I have two columns (such as):
from | to |
---|---|
1 | 2 |
1 | 3 |
2 | 4 |
4 | 2 |
4 | 2 |
4 | 3 |
3 | 3 |
And I want to create a transition matrix (where sum of rows in a columns add up to 1):
1. 2. 3. 4.
1. 0 0 0 0
2. 0.5* 0 0 2/3
3. 0.5 0.5 1 1/3
4. 0 0.5 0 0
where 1 -> 2 would be : (the number of times 1 (in 'from') is next to 2 (in 'to)) / (total times 1 points to any value).

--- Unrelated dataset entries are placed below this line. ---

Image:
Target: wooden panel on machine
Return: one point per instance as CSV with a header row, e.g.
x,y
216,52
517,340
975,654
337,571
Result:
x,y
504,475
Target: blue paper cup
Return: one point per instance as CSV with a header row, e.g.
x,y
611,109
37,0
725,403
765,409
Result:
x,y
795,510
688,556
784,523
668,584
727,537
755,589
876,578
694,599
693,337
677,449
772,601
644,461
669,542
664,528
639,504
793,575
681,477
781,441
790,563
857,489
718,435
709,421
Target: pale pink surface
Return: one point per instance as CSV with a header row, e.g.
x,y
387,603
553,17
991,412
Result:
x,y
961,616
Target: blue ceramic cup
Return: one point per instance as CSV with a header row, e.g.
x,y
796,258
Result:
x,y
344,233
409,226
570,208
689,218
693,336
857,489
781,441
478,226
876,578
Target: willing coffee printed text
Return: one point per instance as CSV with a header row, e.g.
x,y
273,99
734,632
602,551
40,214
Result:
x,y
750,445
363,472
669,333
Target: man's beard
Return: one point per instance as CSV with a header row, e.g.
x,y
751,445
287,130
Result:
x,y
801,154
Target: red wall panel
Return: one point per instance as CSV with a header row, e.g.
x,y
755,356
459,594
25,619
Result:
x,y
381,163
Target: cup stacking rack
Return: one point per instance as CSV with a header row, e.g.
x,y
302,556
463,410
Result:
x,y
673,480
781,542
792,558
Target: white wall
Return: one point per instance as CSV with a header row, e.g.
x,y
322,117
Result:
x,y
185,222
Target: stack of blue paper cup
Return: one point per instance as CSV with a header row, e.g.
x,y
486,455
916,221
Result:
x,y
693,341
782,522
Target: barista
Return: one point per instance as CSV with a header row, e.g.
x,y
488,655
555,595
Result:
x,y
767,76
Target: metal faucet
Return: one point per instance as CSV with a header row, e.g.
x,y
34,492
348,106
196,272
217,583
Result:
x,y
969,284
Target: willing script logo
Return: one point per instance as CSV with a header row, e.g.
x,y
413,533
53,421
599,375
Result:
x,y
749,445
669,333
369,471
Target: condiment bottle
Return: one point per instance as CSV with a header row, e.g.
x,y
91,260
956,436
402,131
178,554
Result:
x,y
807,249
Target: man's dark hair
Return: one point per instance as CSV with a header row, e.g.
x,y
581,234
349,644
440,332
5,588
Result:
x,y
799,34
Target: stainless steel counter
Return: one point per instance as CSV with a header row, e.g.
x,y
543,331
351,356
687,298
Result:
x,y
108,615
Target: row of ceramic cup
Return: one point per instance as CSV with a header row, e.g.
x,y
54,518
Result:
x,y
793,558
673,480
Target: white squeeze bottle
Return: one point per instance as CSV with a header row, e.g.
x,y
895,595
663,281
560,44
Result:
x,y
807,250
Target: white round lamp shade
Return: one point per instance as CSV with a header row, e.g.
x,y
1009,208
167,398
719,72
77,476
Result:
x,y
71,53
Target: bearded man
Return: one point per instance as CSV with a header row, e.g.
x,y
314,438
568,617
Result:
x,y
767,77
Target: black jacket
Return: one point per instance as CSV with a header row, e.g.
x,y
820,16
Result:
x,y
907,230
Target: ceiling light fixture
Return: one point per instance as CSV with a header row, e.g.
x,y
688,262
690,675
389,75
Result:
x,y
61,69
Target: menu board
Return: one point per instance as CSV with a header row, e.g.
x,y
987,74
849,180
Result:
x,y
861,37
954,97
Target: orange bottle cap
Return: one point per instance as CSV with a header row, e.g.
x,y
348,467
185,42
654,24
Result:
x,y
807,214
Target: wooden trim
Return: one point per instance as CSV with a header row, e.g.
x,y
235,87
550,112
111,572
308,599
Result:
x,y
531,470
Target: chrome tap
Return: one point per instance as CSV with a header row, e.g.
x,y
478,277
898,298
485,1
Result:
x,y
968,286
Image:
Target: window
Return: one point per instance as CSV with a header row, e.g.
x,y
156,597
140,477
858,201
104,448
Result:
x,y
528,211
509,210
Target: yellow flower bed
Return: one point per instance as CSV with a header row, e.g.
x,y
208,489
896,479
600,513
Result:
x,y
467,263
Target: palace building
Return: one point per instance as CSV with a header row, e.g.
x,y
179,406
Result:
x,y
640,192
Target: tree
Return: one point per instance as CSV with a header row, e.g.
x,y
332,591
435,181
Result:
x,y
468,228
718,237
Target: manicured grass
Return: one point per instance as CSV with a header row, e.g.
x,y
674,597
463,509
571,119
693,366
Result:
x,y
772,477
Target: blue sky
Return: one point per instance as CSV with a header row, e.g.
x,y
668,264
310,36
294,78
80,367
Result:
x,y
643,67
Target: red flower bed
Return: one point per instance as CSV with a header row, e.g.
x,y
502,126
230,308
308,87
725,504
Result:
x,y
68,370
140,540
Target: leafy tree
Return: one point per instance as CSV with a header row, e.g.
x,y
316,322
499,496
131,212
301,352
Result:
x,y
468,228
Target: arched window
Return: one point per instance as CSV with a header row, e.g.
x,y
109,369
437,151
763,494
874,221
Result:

You can create this kind of transition matrix using a window and pivot.
First some dummy data:
import pandas as pd
import numpy as np
np.random.seed(42)
x = np.random.randint(1,5,100)
y = np.random.randint(1,5,100)
df = spark.createDataFrame(pd.DataFrame({'from': x, 'to': y}))
df.show()
+----+---+
|from| to|
+----+---+
| 3| 3|
| 4| 2|
| 1| 2|
...
To create a pct column, first group the data by unique combinations of from/to and get the counts. With that aggregated dataframe, create a new column, pct
that uses the Window
to find the total number of records for each from
group which is used as the denominator.
Lastly, pivot the table to make the to
values columns and the pct
data the values of the matrix.
from pyspark.sql import functions as F, Window
w = Window().partitionBy('from')
grp = df.groupBy('from', 'to').count().withColumn('pct', F.col('count') / F.sum('count').over(w))
res = grp.groupBy('from').pivot('to').agg(F.round(F.first('pct'), 2))
res.show()
+----+----+----+----+----+
|from| 1| 2| 3| 4|
+----+----+----+----+----+
| 1| 0.2| 0.2|0.25|0.35|
| 2|0.27|0.31|0.19|0.23|
| 3|0.46|0.17|0.21|0.17|
| 4|0.13|0.13| 0.5|0.23|
+----+----+----+----+----+